The Sunday Book Review section of the New York Times is devoted to books on war, even though the editors note that "no one is quite sure what the meaning of 'war' is anymore." Featured books range from a new translation of The Aneid to Imperial Life in the Emerald City, a celebrated book about Iraq's Green Zone. Legal history is not featured, unfortunately. On law there is a paired review of Ackerman, Before the Next Attack, and John Yoo, War By Other Means, principally raising expected criticism. In defending the Bush Administration's actions, "at the heart of Yoo's argument," writes Fareed Zakaria, "is the notion that we are at war....Everything...follows from this fundamental premise....But are we really at war? And if so, who are we at war against?" The practical difficulties of applying a traditional war model to the "war on terror" seem obvious, but in the face of questions about the outer limits of executive power and discretion, as Zakaria puts it, Yoo's answer is simply "trust us." While he finds more satisfying Ackerman's effort to think through the way the contemporary threat of terrorism affects our political and legal institutions, through an "emergency constitution" model, Zakaria faults both authors for inattention to the broader political context. For him this means in part public diplomacy. We need all the weapons at our disposal in this current conflict, he argues, and "perhaps our most potent weapons are the sense people around the world have had that the United States is an exemplar of rights and liberties and that it lives by those principles even under storm and stress." When we casts aside rights "and trade them for the traditional tools of dictatorships...will this trade really help us prevail?"

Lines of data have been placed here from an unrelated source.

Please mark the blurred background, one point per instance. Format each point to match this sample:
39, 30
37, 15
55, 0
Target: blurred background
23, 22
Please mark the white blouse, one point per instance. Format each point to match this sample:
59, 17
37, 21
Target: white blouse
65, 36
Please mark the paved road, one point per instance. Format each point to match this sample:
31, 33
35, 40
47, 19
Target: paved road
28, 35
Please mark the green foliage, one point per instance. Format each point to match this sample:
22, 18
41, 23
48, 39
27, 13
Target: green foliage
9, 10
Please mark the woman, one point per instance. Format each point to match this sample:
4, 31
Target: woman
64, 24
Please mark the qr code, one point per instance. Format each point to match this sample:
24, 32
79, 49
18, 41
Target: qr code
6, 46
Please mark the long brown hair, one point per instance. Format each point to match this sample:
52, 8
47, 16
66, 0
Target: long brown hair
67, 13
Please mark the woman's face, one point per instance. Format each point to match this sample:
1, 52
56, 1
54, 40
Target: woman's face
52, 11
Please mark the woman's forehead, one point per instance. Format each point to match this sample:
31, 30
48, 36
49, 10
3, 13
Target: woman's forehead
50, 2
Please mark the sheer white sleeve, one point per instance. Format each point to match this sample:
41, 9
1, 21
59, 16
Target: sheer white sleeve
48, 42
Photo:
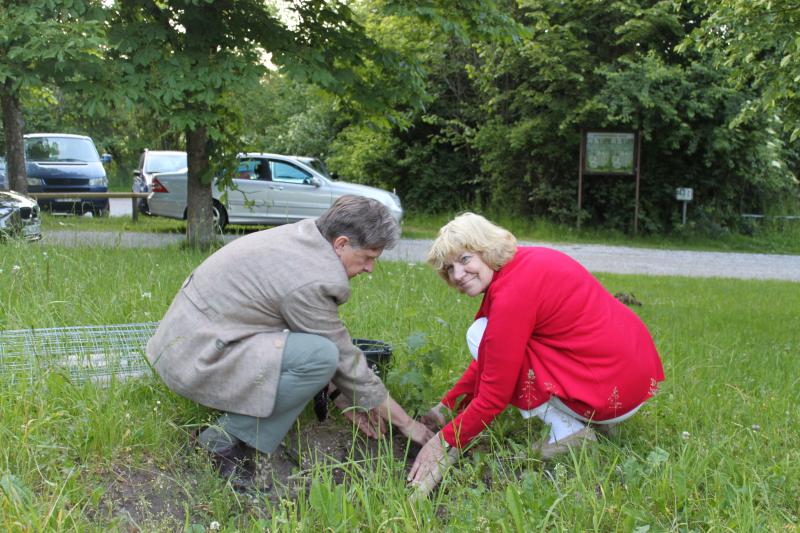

Other reviews of interest include Mark Attwood Lawrence on Fursenko and Naftali, Khruschchev's Cold War, a book based on new research in Soviet archives painting the Soviet leader not as a "reckless buffoon" threatening the world's safety, e.g. in the Cuban Missle Crisis, but as a leader hoping ultimately to ease tensions to raise his nation's standard of living.
Legal historians might benefit from engaging another reviewed book, Max Boot, War Made New, on the history of military technology. The history of technology is not a usual subject in legal history. But surely in the 20th century at least, the history of war, the history of technology and the history of law intersect and develop together. David Kennedy has shown in his new book Of War and Law that law is a technology of war. In Boot's new work are lessons about the role of technology in history that we might bring into the study of law. As Josiah Bunting puts it, Boot argues that "technological innovation has a bleak dialectic: advances in warfare usually require adaptive mechanisms purchased at tactical cost." Bunting's example is the body armor of contemporary American soldiers, protecting them from harm, but leaving them "waddling like armadillos" and easier targets. What does this have to do with law and politics? Changes in war technologies affect not only the way the rules of engagement apply, but also the way war is percieved and viewed at home. Nuclear bombs ushered in a nuclear age, with its anxieties. "Smart bombs" are portrayed as cabining the impact of war to a precise target, making it more palatable. With our traditional focus on civil liberties and executive power, legal historians have largely left the exploration of the fuller implications of American militarization and military engagement to the military historians. But surely there is a larger story about the way the phenomenon of war has seeped into the structure of American governance, and American political culture, well before the terrorist attacks that inform much of the new scholarship. One part of this story is the dark dialectic of the march of technologies of destruction. In Boot's work, and in these other works on the history of war, perhaps there are places of engagement for a fuller legal history of American war.